Heart-Healthy Wisdom from a Cardiologist
Dr. John G. Yeung, a cardiologist for the past 15 years, shares practical advice on maintaining a healthy heart.
Eating well and getting enough exercise isn’t easy in a world full of busy schedules, demanding careers, and an abundance of unhealthy but convenient and tempting food choices.

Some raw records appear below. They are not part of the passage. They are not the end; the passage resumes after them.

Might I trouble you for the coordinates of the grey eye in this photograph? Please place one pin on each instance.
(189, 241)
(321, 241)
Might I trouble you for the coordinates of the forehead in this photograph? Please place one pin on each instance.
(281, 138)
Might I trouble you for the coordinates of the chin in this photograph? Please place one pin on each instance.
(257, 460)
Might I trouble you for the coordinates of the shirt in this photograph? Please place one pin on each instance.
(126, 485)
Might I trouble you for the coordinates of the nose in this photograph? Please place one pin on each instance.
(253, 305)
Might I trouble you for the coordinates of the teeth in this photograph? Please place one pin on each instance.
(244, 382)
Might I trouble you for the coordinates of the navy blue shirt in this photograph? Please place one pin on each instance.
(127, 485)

It’s something that Dr. John G. Yeung, a Touro University California Doctor of Osteopathic Medicine graduate and cardiologist at Kaiser in Modesto/Stockton, knows very well. With long workdays and a family, Yeung knows how hard it is to do. Here is some of the practical advice that has worked for him and his patients to improve cardiovascular health.
Evolving Dietary Choices: From Low-Fat to Plant-Based
Traditional advice used to be centered around low-fat and low-cholesterol diets, but now the emphasis is a plant-based diet, according to Yeung. More vegetables, beans, whole grains, and fruit in a diet are the goal, but you don’t need to change your diet overnight.
“I recommend to my patients to try and have just one or two meals a day that are plant-based,” says Yeung. “Have a salad or soup (or even just something a little healthier than usual) to start.”
Exercise: Start Slow, Stay Consistent
Busy schedules make it tough to find time to exercise, so Yeung encourages people to have a realistic approach to exercise by starting slow with frequent, smaller workouts during the week.
By starting with 15 to 20-minute sessions, two or three times a week, Yeung emphasizes the benefits of consistency over intensity. Besides avoiding injuries, smaller workouts are less likely to get skipped. As a working physician, Yeung found that using a treadmill at home got him to exercise more frequently than trying to get to the gym.
“For people who have more arthritic issues, low back, or joint pain, I recommend non-weight-bearing exercises like bicycling, swimming, or something low impact,” says Yeung. “Yoga, stretching, even light weights or calisthenics can help keep you and your heart healthy.”
It's Never Too Late to Prioritize Your Health
Some damage to your body can’t be undone, like a lifetime of smoking or the wear and tear of just getting old yet cultivating a heart-healthy lifestyle still creates positive improvements. Yeung says that just stopping smoking for three years dramatically reduces your risk of a heart attack. Yeung has had patients make dramatic improvements in their lives in a short amount of time, but for most, it just takes slow and steady work to be as consistent as possible.
“It’s never too late to start making positive changes for a healthier, happier life,” says Yeung.